Monday 17 November 2014

                       Here Lay the Struggle of my Inner man...
First, twice born, once into natural states,
and then again a spiritual man, but not mature yet an embryo!
I walk between the promise of light,
and the transcendent darkness, which plagues my kind, to bondage and decay.
Yet there I am in this perpetual struggle, if it eases for a moment it never eases,
If it ceases it never ceases!
I have victory, but have not drunk it up,
I have freedom, but have not yet obtained it!

I am engaged in a battlefield beyond flesh, beyond strength and weakness, beyond my own capabilities to endure, or even suffer defeat!
I am here to overcome, yet it is not in my overcoming, but in the overcoming of another,
My Savior, the world’s savior, in whom I am truly justified!
Yet I am still inflamed with equal and opposite passions!
Hear it now.
In one lies the quest for power, for dominance, for sexual arrival, for lust, for vanity, for the fulfilment of me! And yet the other, growing stronger still only by the very blood drop of Grace, lies my quest to submit, to surrender my sensualities, and to just utterly die!
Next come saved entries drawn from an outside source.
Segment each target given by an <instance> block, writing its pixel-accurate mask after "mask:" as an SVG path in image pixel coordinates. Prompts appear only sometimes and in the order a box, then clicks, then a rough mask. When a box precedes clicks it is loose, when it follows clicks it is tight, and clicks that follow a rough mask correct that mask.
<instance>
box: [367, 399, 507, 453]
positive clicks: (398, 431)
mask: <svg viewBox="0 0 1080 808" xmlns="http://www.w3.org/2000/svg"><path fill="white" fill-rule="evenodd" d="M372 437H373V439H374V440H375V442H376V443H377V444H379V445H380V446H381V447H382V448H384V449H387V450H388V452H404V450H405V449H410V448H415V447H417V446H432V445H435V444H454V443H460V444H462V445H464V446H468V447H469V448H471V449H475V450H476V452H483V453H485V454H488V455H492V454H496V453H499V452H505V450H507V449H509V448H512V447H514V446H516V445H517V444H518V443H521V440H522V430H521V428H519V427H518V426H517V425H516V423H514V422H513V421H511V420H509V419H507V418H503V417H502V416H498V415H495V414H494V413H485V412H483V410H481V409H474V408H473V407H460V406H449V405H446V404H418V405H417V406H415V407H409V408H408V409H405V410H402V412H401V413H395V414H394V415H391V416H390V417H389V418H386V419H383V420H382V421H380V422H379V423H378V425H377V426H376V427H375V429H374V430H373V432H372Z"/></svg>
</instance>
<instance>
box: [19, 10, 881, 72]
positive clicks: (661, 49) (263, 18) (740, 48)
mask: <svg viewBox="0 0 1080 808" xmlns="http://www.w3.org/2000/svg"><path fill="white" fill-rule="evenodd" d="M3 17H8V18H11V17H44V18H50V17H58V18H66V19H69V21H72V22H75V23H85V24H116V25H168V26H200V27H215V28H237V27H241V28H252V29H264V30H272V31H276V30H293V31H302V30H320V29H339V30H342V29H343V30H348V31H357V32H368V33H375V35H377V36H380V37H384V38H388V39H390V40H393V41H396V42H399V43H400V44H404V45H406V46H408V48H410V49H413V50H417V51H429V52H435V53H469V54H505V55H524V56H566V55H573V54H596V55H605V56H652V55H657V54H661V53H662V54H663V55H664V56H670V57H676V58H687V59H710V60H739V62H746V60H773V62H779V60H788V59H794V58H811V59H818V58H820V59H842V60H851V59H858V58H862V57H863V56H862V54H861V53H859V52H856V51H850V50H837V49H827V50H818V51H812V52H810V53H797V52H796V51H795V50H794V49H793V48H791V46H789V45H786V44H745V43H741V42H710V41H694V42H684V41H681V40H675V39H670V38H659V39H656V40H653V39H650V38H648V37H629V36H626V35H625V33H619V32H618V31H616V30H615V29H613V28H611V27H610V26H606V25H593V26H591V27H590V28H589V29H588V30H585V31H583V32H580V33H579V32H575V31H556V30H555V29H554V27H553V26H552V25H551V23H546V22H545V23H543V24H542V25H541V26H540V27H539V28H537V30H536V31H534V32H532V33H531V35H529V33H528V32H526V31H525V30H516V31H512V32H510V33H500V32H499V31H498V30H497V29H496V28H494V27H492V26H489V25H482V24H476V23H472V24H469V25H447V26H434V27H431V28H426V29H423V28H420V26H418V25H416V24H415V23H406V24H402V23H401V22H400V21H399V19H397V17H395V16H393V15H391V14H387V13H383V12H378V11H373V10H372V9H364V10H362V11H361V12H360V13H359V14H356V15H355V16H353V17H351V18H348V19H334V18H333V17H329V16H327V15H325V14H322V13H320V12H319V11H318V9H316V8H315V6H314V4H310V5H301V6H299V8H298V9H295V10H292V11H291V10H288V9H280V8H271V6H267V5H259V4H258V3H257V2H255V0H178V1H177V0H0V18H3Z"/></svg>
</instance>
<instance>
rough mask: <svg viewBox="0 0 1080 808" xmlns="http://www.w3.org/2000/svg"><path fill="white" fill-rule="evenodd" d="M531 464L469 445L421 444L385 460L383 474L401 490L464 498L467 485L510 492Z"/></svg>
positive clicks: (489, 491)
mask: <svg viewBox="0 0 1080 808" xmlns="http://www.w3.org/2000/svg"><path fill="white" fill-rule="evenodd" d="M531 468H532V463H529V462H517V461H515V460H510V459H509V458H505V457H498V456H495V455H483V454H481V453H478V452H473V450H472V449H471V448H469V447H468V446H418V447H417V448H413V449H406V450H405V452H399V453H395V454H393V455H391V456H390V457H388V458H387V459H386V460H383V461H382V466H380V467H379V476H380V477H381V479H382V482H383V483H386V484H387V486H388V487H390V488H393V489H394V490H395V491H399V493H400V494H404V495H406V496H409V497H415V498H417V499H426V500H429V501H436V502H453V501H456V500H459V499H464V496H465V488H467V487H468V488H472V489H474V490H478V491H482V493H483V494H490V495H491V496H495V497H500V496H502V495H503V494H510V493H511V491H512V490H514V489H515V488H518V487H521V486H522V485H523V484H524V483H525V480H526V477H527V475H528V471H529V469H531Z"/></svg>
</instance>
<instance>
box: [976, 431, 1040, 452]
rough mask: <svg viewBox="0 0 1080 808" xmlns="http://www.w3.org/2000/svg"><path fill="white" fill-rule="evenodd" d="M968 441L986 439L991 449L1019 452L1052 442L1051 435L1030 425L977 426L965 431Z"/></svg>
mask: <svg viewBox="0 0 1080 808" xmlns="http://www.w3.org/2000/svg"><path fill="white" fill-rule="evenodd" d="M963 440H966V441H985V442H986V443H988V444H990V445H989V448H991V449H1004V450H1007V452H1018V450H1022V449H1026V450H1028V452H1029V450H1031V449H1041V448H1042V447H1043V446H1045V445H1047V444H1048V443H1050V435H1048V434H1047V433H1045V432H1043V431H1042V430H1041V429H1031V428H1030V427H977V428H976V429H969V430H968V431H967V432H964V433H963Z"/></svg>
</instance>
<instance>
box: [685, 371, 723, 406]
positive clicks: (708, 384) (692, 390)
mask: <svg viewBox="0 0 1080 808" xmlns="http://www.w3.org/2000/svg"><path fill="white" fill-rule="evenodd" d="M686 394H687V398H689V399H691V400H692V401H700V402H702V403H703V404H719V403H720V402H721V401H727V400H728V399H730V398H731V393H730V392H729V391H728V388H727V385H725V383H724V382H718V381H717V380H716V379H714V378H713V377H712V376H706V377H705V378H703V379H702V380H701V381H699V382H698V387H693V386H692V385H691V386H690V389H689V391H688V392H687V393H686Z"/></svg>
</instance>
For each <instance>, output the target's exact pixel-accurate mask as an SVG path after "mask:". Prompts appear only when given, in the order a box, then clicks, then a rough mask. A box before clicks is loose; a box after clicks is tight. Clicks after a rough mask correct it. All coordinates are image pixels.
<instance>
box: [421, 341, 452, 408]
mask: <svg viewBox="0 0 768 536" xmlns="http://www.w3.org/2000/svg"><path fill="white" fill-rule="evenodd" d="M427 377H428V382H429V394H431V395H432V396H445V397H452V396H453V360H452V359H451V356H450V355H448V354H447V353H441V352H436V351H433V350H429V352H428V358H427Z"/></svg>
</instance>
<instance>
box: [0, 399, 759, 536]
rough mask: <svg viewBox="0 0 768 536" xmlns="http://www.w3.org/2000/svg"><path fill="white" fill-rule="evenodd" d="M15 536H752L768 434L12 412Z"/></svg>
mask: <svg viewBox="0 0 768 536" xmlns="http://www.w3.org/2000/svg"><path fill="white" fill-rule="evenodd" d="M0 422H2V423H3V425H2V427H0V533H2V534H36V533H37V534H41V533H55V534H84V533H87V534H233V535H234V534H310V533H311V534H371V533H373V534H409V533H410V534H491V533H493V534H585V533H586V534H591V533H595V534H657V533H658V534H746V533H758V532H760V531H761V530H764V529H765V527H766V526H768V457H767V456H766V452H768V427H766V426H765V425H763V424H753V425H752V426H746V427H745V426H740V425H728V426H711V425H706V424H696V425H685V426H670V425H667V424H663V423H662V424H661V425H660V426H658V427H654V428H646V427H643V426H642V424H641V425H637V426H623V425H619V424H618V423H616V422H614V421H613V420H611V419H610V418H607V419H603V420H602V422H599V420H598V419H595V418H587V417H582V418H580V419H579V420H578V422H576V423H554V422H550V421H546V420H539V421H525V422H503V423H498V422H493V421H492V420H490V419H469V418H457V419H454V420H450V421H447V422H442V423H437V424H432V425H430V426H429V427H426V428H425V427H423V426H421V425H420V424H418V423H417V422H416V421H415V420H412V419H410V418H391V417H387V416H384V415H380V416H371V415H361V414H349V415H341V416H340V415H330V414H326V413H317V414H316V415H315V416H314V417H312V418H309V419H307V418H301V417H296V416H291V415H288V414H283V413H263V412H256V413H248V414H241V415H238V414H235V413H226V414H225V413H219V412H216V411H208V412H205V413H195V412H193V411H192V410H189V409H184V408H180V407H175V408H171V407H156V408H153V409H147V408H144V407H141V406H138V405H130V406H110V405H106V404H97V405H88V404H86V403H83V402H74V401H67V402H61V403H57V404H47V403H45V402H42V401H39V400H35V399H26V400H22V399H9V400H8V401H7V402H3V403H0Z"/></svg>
Will I ever be able to trod this narrow highway, through the one gate, to the place of my Father’s rest? Or is it even to do with my own capabilities? I submit that no man can enter by his own merit, and what merit were I to have even if I had merit, but the wager of death and lies on my lips?
Oh Pilgrim see to it that you find this world as nothing! Not a place to rest your head, lest you die here and become complacent, satisfied with the broad road to the Gates of destruction! Oh Lord Hear my plea! Let me be a man who walks this Holy highway, and walks it by the faith hope and love you have bequeathed to this lowly and Afflicted heart. Be Blessed YWEY, father of Fathers, God of God’s. Keep me in thy sight, lest I be taken in by the deceptions of my inner man!
Save The church from all her troubles!